C’è qualche possibilità che possa incontrare Trump?
Non l’ho mai considerato. Sarebbe desiderabile, ma non definitivo.

Di cosa si sbagliano gli Stati Uniti? Cosa c’è di sbagliato in America Latina?
Il popolo nordamericano non si sbaglia, ma il loro presidente e le sue politiche si. Pensa di possedere il mondo e ha torto. Pensa che sia lui a governare il mondo e ha torto. Pensa che tutti i Paesi del mondo sono sue colonie e ha torto. Deve riflettere profondamente sulla situazione politica e sociale di tutto il mondo.

Qual è la sua opinione sul muro che gli Stati Uniti costruiscono?
Non l’accetteremmo mai. Siamo impegnati nella cittadinanza universale. Abbiamo tutti il diritto di vivere in qualsiasi parte del mondo, in base alle nostre esigenze, in base alla portata del nostro impegno e dell’impegno al lavoro. E secondo la capacità produttiva di ogni essere umano.

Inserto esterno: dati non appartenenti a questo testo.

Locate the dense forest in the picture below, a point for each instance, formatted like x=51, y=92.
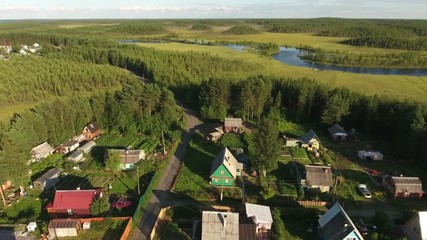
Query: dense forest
x=137, y=109
x=306, y=101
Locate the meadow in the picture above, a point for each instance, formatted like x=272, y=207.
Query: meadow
x=401, y=87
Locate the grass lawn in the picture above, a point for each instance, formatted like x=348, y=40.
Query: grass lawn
x=106, y=230
x=400, y=87
x=193, y=179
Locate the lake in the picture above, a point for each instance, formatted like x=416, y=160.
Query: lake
x=291, y=56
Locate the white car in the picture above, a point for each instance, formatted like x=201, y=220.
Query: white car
x=364, y=191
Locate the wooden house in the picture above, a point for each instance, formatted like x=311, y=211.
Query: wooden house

Che consiglio darebbe a Trump?
Che rispetti i popoli del mondo e qualsiasi rapporto bilaterale dal rispetto reciproco e beneficio comune per i nostri popoli.

Alla fine di giugno, il vertice del G20 si concluse in Giappone. In questa edizione, i leader mondiali discussero di guerre commerciali, sanzioni e problemi vissuti dall’economia mondiale. Come vede lo sviluppo dell’economia? È possibile che la situazione peggiori con ulteriori sanzioni, restrizioni e guerre commerciali?
I popoli del mondo affrontano la crisi del sistema capitalista, compresa la crisi alimentare ed ambientale. E sfortunatamente alcune potenze non riescono a tener fede alle loro responsabilità. Questo è di cattivo gusto per me. Possiamo forse convenire che gli Stati Uniti non hanno ratificato un trattato sull’ambiente? Possiamo convenire che gli Stati Uniti non hanno ratificato un trattato sui diritti umani? Se qualcosa va raccomandato a Trump, è che sia più umano coi popoli del mondo e che lo Stato ratifichi tutti i trattati sui diritti umani e l’ambiente, così come l’Accordo di Parigi. Ma non l’ha nemmeno riconosciuto. Quindi siamo di fronte a un governo che vuole dominare il mondo.

Inizia a lavorare alle cinque del mattino e finisce molto, molto tardi. Quando riposa?
[Ride] Riposiamo! Il riposo è importante. Ma penso ancora che essere presidente sia un mandato sacro e nobile, sforzo e sacrificio. Pochissimi di noi sono eletti presidente e sono ben consapevole che nel tempo preso in prestito siamo funzionari eletti, tutto va fatto per il bene del nostro popolo.

Cos’è la felicità per lei?
La felicità per me è vivere bene. E la mia enorme soddisfazione è aver trasformato più di due milioni di boliviani in classe media. Questo è il risultato dell’amministrazione. Questo ci incoraggia tanto da continuare coi programmi sociali per il bene dell’umanità.

Ha un sogno che non ha avuto il tempo di realizzare e che spera di realizzare più tardi?
Sono quasi certo che, a questo ritmo, la Bolivia, tra 15 o 20 anni, sarà una potenza economica. Vorrei che il nostro Paese, insieme ai nostri cittadini e allo Stato, investisse nel Paese, condividendo quel poco che abbiamo per il bene dell’umanità.